When Google took over the search scene years ago they did something that the likes of Dogpile, Metacrawler, Altavista, Yahoo etc didn't. They didn't have a better looking website that users preferred, or better customer service, or even a better social media presence with cat memes. They had quicker lookup times and more relevant results.
Clearly the technology was the edge. But how did they do it? Well, they built it. They built a non-SQL non-relational DB form of database - an inverted index.
Inverted indexes work by storing the data based on its content. So data gets tokenized and those tokens get indexed. When you want to get all documents based on say, car, the DB already has that indexed for quick lookup. This differs from relational databases in which it has to spin through the data to find it (some modern SQL DBs do have indexes but they don't compete with a proper II).
Several years later an Open Source product called Lucene was released and it was brilliant. You could lookup terms in sub-second time and to be honest why would you use SQL now? I used Lucene (and still do) a lot and it was great for most situations, but when the number of documents got over a few million and real-time indexing was constant it would slow down.
So I thought about making my own. You could split/shard Lucene but I thought optimizing on one machine would be very beneficial and cost efficient. I dug through the Lucene code and found a relevancy scorer - basically a way to rank how good of a match a search phrase is to each particular document. I then set on a journey deep into file systems, IO buffering, compression, serialization, code testing etc.

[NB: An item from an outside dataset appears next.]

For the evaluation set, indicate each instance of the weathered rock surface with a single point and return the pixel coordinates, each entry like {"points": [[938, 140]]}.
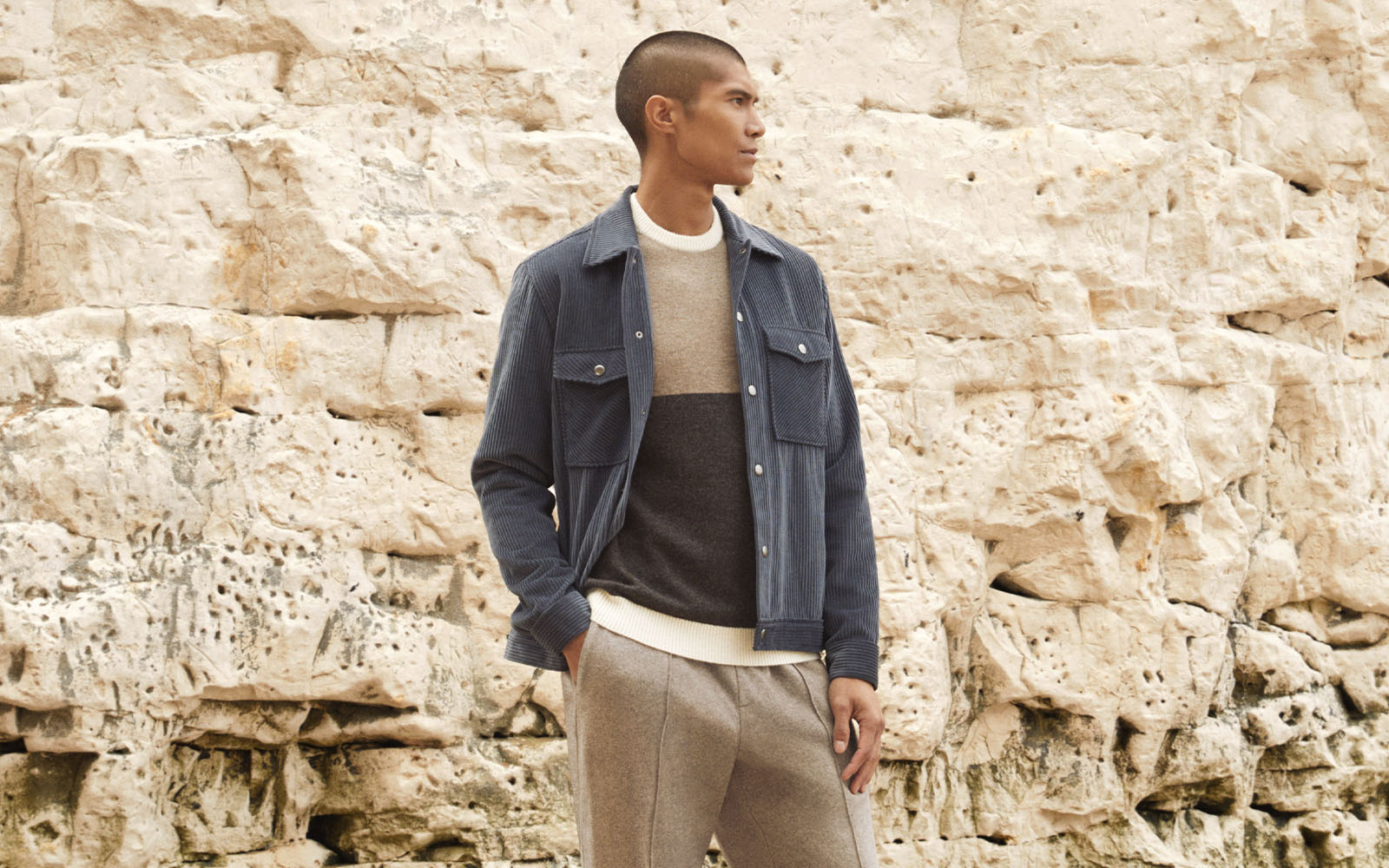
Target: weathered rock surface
{"points": [[1111, 279]]}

Java has the APIs for making just about anything and I spent a long time researching and testing various IO classes for best performance. Overall I wanted something that could handle many read/writes a second. I looked into disk performance (solid state was king) and file system types (reiserFS was king although it wasn't well supported). For those that aren't aware, a file system is a database and all modern databases are abstractions of filesystems. I eventually had a fair idea of the design of the index and started to code.
Theoretical max IO throughput was one of main considerations. Imagine a document with 1000 tokens and 1000 of these documents being written a second. 1m disk writes a second? Even a SSD would struggle. Add to that, you need to sync with read as well. Buffers needed to be used efficiently. In fact the sync between read-write buffers was a light bulb moment. Maybe the write and read threads could communicate and share? So that's what I did. Data didn't even need to be flushed to disk, the read thread already knew about it and would search it as soon as it arrived. These buffers could be variable sized based on available hardware resources so performance could be leveraged. CI/CD TDD indeed. And very "agile".
The performance was really good and the only theoretical max was disk space. Data would come in and be instantly searchable. I setup a multi-threaded news web-scraper that would send BFR (over a serialized socket) the documents and on the HTML frontend there were over 50 docs that displayed as "0 seconds ago". In fact, the first several pages were constantly 0 seconds ago. I knew it wouldn't hit any unforeseen errors because I knew the code and the infrastructure, and even if it did hit runtime errors I could fix it more easily than you could with off-the-shelf software.
This ran for months and resulted in a searchable index of several 100 GB. All searches remained sub-second (often it would be less than 10ms - and this is on a bog standard server btw). Eventually I had to shut the news scraper down for bandwidth reasons and due to the fact Google News owns the space but I still use BFR today as both a learning tool and for production.